April 22, 2026

Why adaptive baselines outperform static thresholds in identity security

Static rules catch yesterday's attacks. Adaptive per-identity baselines learn what normal looks like for each user—so anomalies stand out the moment they happen, not after a breach report arrives.

Most identity security tools rely on global thresholds: flag any login from a new country, challenge any session longer than four hours, deny any request outside business hours. These rules generate noise for legitimate travelers and remote workers while missing sophisticated attackers who operate within the boundaries.
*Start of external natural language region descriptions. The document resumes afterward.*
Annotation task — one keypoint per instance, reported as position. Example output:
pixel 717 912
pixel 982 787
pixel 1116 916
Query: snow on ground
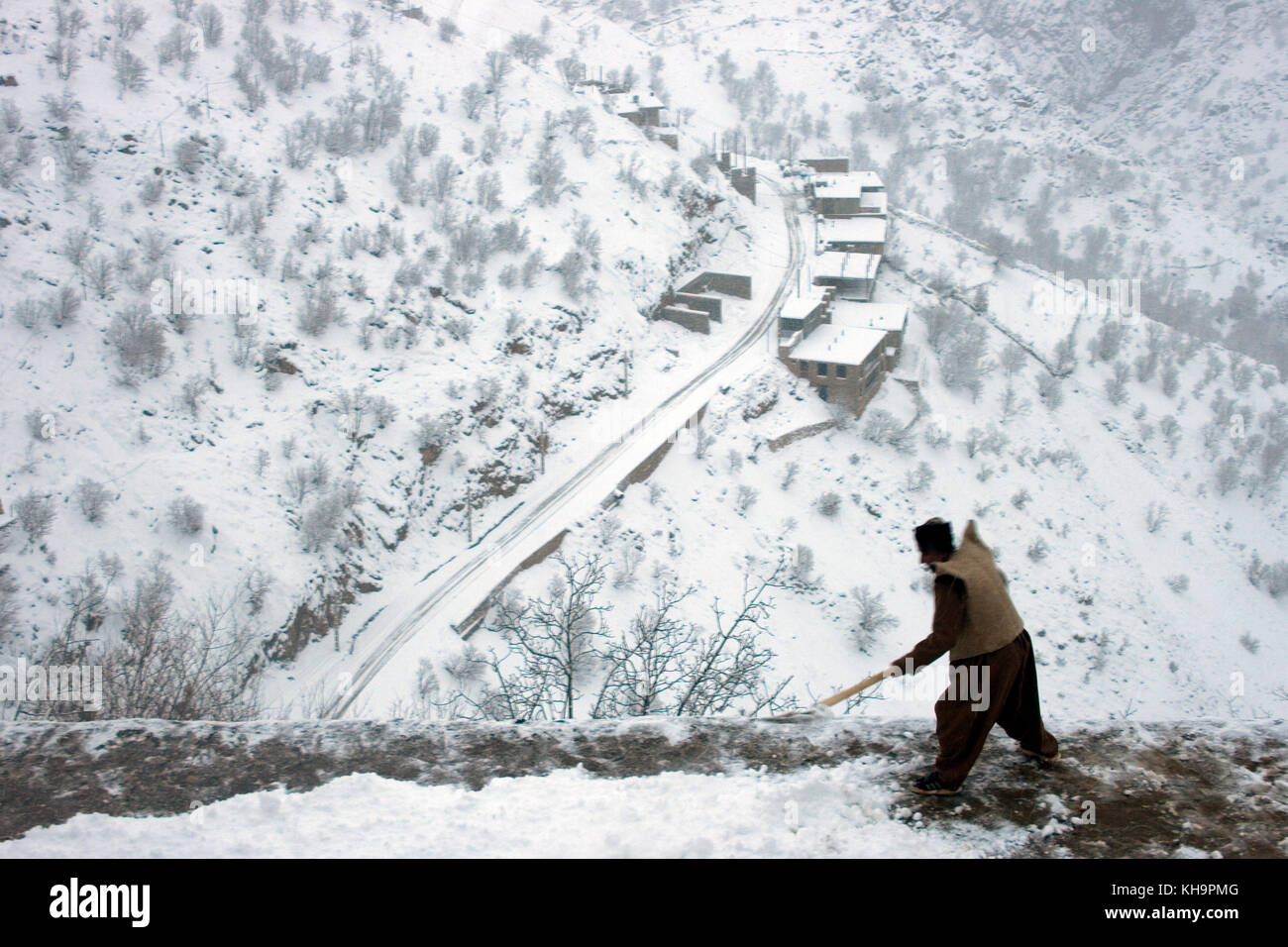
pixel 837 812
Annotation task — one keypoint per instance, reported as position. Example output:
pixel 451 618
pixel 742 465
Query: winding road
pixel 537 526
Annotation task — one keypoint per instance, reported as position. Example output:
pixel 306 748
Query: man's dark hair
pixel 935 536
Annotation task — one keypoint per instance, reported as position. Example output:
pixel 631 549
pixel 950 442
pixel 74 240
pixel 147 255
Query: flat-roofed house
pixel 846 195
pixel 864 235
pixel 853 275
pixel 802 313
pixel 828 165
pixel 845 364
pixel 890 318
pixel 642 108
pixel 842 348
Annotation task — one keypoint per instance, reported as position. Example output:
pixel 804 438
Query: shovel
pixel 822 709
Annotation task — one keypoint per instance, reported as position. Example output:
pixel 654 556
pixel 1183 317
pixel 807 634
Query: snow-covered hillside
pixel 434 268
pixel 450 258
Identity Armour takes a different approach. The Verdikta engine builds adaptive baselines for every identity using exponential weighted moving averages (EWMA) across six behavioral dimensions: login hour distributions, geographic locations, device fingerprints, session durations, access frequency, and data volume. After as few as ten observations, each identity has a personalized model of normal behavior.

When a session deviates from what is normal for that specific identity—not a generic threshold—the anomaly detection vector flags it immediately. Combined with the four other evaluation vectors (device posture, behavioral analytics, geo-risk, and session integrity), the composite confidence score gives operators a precise, explainable signal rather than a binary alert.

The result is fewer false positives for legitimate users and faster detection of compromised credentials—because an attacker who knows the global rules still cannot replicate the behavioral fingerprint of the identity they have stolen.